← Blog

Email automation

Email agent for btw reminders: an accountancy playbook

At 7:42 on a Monday morning a fiscalist opens a queue of 240 draft btw reminders. Each one written by an agent overnight. Each one waiting for a click.

Jacob Molkenboer· Founder · A Brand New Company· 21 Jul 2025· 9 min
Cream envelope with chartreuse ribbon on dark green blotter, brass paperclip and folded receipt, ivory paper background.

It is 7:42 on a Monday morning in Arnhem. A fiscalist named Eline opens her queue: 240 draft emails, each one a btw-aangifte reminder for a different client, each one written by an agent overnight. She scans the first five, approves them in a batch, and starts on the next.

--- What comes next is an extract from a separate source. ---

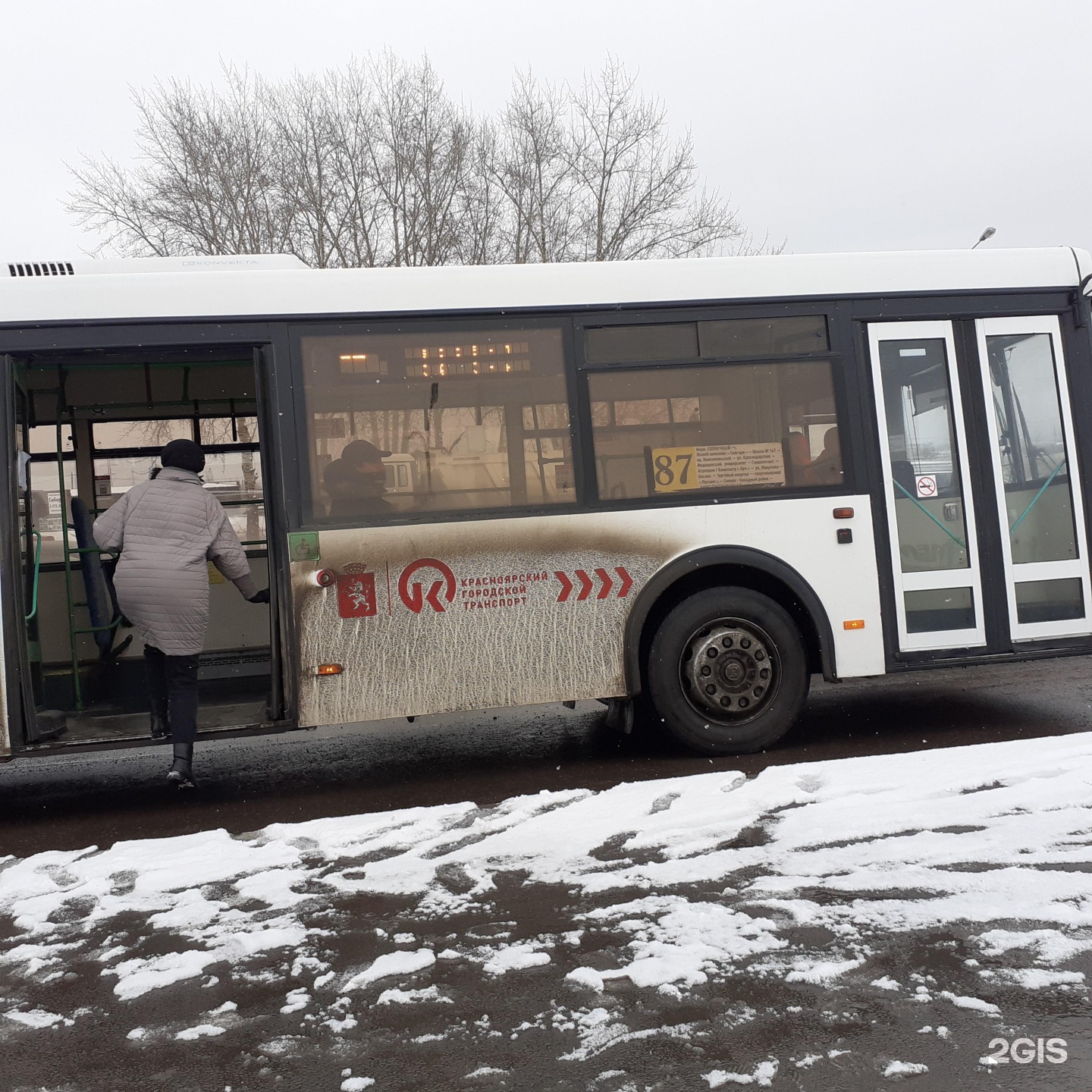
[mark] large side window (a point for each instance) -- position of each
(438, 421)
(722, 427)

That queue used to be a spreadsheet, then a series of mail merges, then a junior associate working from 06:00 to 09:00 every Monday. Today it is software, and the firm sends 1,840 reminder threads a week without a fiscalist ever drafting one from scratch.

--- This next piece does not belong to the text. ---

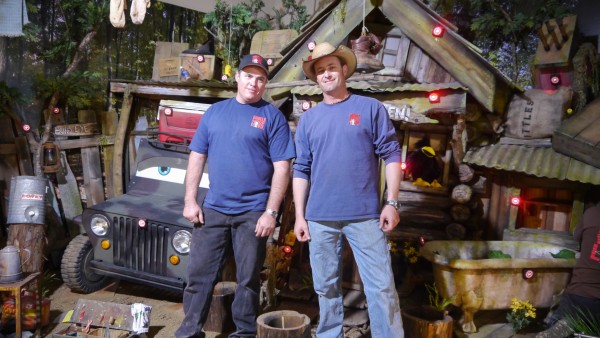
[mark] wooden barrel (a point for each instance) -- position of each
(283, 324)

This is the playbook for how we got there. The firm runs Twinfield for bookkeeping and Visionplanner for advisory dashboards, a 19-year-old stack that does not ship with an email agent layer. The constraints were specific. No client-protected data was allowed to leave the building uncontrolled. No reply containing the word suppletie or naheffing was allowed to be auto-answered. Every outbound email had to be reviewable inside a fiscalist's inbox in under three seconds.

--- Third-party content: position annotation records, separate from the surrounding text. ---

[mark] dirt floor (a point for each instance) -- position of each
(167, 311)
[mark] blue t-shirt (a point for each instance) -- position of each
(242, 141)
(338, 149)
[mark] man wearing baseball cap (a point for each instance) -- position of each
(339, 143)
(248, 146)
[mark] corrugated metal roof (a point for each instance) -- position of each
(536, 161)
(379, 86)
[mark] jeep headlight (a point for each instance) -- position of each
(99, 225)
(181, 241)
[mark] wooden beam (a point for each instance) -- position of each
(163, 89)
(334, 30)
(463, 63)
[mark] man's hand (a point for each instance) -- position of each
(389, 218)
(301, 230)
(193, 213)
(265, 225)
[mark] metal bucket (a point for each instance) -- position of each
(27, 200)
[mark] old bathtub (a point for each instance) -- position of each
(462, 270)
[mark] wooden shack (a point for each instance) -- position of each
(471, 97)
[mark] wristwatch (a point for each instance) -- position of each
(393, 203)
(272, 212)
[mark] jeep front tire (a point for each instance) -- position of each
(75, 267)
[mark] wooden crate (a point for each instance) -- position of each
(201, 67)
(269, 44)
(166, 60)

Here is what we built, where we got it wrong, and what you can take from it if you are sitting on a similar stack.

The stack we walked into

Twinfield has been the backbone of Dutch SME bookkeeping for two decades. It exposes a SOAP-era API documented in the Wolters Kluwer developer portal and a newer REST surface that covers about 60% of the SOAP endpoints. Visionplanner sits on top of Twinfield as a reporting and advisory layer.

The firm had three problems.

First, btw-aangifte reminders went out as a batched mail merge from a 2014 Word template, with no client-specific risk language. Every client got the same boilerplate. The fiscalists were getting roughly 80 confused replies a week ("but my Q4 was a refund?") that ate four hours of partner time.

Second, the firm had grown to 33 people but the partners still personally reviewed every reminder thread for any client invoicing over 250k EUR per quarter. That review work was the bottleneck, not the drafting.

Third, the existing Twinfield sync was a Python script on a Windows VM that fell over twice a month and required IT to restart it.

We were not hired to rebuild the bookkeeping system. We were hired to take the reminder pipeline off the partners' plates without introducing software that could one day send a wrong answer to a tax authority question.

Architecture in one diagram

The shape of what we built:

Twinfield (SOAP)  ->  sync worker (Node)  ->  Postgres (client + period state)
                                                       |
                                                       v
                                              draft generator
                                                       |
                                                       v
                            Cloudflare Worker (auth + redaction + routing)
                                                       |
                                                       v
                                               LLM (drafting only)
                                                       |
                                                       v
                                              fiscalist queue
                                                       |
                                                       v
                                              Microsoft 365 send

Two design decisions matter most.

The model never touches Twinfield or Visionplanner directly. It receives a pre-redacted JSON payload from a Cloudflare Worker proxy, which strips KvK numbers, bank accounts, and full names before any request leaves the firm's Cloudflare tenant. The proxy is a deliberate choke point. It logs every outbound token, enforces a model allowlist, and rejects payloads above 4kb (which would only happen if the upstream draft generator had a bug). If you have followed recent discussion about model provider availability and procurement risk, this is the layer that lets the firm swap providers in an afternoon without touching a line of application code.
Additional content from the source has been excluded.